The square weight matrix gives MoRA a stronger capacity to learn new knowledge than a LoRA model of the same size, according to the researchers.

MoRA in action

The researchers compared equally sized LoRA and MoRA models on various tasks and settings. On memorization tasks, MoRA significantly outperformed LoRA and came much closer to the performance of a fully fine-tuned model with fewer parameters and training steps. 

MoRA training curve
MoRA’s loss curve is very similar to full fine-tuning for knowledge memorization tasks (source: arxiv)

“Our method shows significant improvements over LoRA with the same number of trainable parameters, benefiting from high-rank updating,” the researchers write.

In instruction tuning and mathematical reasoning tasks, MoRA showed performance that is almost on par with LoRA. However, for continual pretraining in biomedical and financial domains, MoRA outperformed LoRA, benefiting from its high-rank updating to memorize new knowledge.

The researchers also found that increasing the rank of the MoRA adapter can eliminate the performance gap between PEFT and full fine-tuning in mathematical reasoning tasks, though it comes at higher training and storage costs.

PEFT for the enterprise

Fine-tuning is an important use case for enterprise LLM applications. In addition to increasing the capabilities and accuracy of LLMs on proprietary knowledge, fine-tuning can enable companies to use smaller models for tasks that previously required expensive frontier models.
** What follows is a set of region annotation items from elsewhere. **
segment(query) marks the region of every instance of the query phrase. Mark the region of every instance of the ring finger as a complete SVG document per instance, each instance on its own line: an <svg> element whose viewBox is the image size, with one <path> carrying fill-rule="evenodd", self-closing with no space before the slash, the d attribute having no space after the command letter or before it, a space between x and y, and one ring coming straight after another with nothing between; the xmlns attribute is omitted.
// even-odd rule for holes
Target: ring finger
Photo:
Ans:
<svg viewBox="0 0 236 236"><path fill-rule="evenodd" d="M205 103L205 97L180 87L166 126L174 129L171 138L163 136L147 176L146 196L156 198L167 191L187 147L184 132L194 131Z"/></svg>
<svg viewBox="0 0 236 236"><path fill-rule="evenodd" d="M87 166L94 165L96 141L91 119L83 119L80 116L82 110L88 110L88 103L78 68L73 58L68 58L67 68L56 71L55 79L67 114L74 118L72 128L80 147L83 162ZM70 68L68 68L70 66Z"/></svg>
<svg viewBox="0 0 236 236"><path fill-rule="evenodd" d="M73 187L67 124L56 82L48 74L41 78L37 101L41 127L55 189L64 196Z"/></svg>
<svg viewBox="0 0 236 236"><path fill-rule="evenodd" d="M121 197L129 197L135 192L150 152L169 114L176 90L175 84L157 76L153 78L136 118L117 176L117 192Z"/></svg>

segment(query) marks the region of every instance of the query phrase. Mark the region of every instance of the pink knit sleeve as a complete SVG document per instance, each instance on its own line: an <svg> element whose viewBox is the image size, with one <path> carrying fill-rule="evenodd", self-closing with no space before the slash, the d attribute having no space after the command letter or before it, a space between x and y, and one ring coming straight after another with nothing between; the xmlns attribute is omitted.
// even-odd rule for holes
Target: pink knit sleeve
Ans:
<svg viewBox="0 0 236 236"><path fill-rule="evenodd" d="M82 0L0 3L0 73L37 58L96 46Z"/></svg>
Currently, LoRA and its variants are the gold standards for parameter-efficient fine-tuning. There is a rich ecosystem of tools and platforms for creating LoRA adapters. For example, S-LoRA is a framework that enables developers to run thousands of LoRA adapters on a single GPU, unlocking applications that require many fine-tuned LLMs, such as models that are customized based on the content of each user.

The researchers at Microsoft and Beihang have released an open-source implementation of MoRA, which is compatible with LoRA. This can turn out to be an important tool for enterprise applications that want to add new knowledge to base models.